In its first attempt at the MLPerf Benchmark performance in the Closed Edge Power category, the US-based machine learning start-up SiMa.ai, which focuses on solutions for the embedded edge, achieved the top score.
The start-up was founded by Krishna Rangasayee (Founder and CEO), and its staff specialises in software, semiconductor design, and machine learning. Its concentration is on the embedded edge market. Initially, it concentrated on finding solutions to problems in the fields of intelligent vision, robotics, Industry 4.0, drones, and autonomous vehicles, among others.
The company’s Machine Learning System-on-Chip (MLSoC) platform achieved the highest inference results on the ResNet-50 benchmark, outperforming the market leader in terms of power consumption and performance (frames per second). These MLPerf results show that the MLSoC Platform lives up to its promise of providing a simple, push-button, Any, 10x solution for ML deployment.
The ResNet-50 benchmark, an image classification inference benchmark (test), is frequently used as a benchmark for evaluating the efficiency of machine learning accelerators.

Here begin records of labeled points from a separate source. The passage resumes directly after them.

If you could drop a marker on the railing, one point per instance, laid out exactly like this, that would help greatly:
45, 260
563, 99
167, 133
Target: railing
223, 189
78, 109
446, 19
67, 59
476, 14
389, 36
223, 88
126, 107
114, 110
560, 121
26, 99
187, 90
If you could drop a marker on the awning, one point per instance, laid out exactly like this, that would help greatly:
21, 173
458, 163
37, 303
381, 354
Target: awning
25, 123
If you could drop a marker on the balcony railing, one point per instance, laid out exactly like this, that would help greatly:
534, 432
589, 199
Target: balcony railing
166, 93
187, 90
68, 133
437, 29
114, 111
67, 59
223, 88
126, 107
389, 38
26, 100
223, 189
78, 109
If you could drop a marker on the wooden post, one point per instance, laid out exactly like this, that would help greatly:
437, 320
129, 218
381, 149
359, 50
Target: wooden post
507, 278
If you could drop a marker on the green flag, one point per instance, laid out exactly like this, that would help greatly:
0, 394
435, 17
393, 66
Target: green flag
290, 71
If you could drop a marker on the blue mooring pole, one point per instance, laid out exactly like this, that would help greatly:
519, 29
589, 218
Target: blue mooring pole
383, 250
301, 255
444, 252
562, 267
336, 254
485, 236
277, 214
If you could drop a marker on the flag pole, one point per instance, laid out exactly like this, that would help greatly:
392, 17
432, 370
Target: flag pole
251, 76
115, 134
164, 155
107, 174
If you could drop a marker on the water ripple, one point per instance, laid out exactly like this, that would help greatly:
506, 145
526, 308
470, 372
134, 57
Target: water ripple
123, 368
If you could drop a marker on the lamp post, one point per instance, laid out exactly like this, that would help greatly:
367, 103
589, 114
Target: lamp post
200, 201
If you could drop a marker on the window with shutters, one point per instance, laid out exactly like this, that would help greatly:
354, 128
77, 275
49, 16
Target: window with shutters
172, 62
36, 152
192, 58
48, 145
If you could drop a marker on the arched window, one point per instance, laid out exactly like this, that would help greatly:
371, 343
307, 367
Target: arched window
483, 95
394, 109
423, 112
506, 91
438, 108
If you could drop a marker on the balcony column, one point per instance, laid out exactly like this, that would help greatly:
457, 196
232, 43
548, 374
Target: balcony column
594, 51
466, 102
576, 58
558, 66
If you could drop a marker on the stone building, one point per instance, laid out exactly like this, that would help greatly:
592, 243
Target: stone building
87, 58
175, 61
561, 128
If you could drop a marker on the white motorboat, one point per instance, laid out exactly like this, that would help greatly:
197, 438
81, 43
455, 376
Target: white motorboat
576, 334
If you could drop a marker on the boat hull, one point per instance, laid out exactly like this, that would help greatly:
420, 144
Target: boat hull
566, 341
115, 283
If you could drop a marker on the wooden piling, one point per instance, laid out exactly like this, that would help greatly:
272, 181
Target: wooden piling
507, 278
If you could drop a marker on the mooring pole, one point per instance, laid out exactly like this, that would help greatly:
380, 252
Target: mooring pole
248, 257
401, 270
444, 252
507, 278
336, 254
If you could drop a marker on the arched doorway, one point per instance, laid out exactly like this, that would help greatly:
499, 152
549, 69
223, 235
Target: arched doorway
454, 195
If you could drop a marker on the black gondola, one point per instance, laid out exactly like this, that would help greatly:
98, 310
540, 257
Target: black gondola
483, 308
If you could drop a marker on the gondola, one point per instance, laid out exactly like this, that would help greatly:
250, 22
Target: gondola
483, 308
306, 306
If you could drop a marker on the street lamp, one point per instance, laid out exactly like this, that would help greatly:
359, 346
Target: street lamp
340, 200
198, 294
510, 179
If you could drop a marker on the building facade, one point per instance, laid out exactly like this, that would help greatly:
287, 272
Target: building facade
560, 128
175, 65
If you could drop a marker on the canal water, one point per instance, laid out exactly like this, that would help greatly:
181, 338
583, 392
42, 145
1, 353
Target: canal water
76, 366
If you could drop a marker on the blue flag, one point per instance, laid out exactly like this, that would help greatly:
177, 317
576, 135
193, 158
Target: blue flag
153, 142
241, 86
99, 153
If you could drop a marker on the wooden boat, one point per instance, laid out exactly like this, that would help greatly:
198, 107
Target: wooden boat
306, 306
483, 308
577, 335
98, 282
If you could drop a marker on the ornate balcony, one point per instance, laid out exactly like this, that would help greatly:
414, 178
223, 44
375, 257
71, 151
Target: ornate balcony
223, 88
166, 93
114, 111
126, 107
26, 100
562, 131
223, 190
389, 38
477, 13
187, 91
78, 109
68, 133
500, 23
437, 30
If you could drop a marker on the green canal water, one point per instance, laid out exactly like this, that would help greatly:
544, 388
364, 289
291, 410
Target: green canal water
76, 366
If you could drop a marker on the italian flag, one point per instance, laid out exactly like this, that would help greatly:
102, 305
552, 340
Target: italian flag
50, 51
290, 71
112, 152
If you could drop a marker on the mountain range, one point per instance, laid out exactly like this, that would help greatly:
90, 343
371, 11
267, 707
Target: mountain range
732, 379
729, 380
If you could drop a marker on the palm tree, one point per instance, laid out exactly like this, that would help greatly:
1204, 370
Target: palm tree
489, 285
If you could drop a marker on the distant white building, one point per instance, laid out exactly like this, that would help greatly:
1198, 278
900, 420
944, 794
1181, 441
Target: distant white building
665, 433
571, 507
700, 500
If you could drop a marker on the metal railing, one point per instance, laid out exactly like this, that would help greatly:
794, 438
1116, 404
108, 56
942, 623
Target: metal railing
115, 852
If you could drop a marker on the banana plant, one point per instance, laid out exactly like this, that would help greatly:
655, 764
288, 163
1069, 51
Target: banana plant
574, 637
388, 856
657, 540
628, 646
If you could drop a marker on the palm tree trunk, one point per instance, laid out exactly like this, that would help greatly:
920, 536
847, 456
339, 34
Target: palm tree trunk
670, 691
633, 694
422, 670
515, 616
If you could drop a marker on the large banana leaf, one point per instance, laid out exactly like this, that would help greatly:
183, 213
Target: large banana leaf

“While it is exciting that we beat the incumbent leader at MLPerf in performance and power, what is super rewarding is that we are delighting customers globally with a ‘Any. 10x. Pushbutton’ experience that in real life applications far exceeds any other alternative,” said Rangasayee. “Our focus remains doing ML software right for our customers.”
Established by industry leaders in 2018, the foundation for MLCommons aims to accelerate machine learning innovation. The MLPerf inference benchmarks are released bi-annually and define a fully standardised way of measuring performance and power for a variety of ML applications, enabling end-users to easily sort out company claims, and provide industry-standard metrics.
SiMa.ai’s MLSoC hardware combined with its Palette software delivers a purpose-built platform with push button results, enabling effortless ML deployment and scaling at the embedded edge while achieving a claimed 10x better performance at the lowest power.
With this methodology, SiMa.ai says it is able to achieve dramatic results without needing to employ a massive team while delivering results in minutes versus competitor technology that requires months.
For the autonomous driving technology, the start-up claims it can support the automotive industry for ADAS and electrification roadmap with its solutions that can take care of all the computation needs for less than 10W for L2+/L3 applications and less than 100W for complex L4/L5 automotive systems.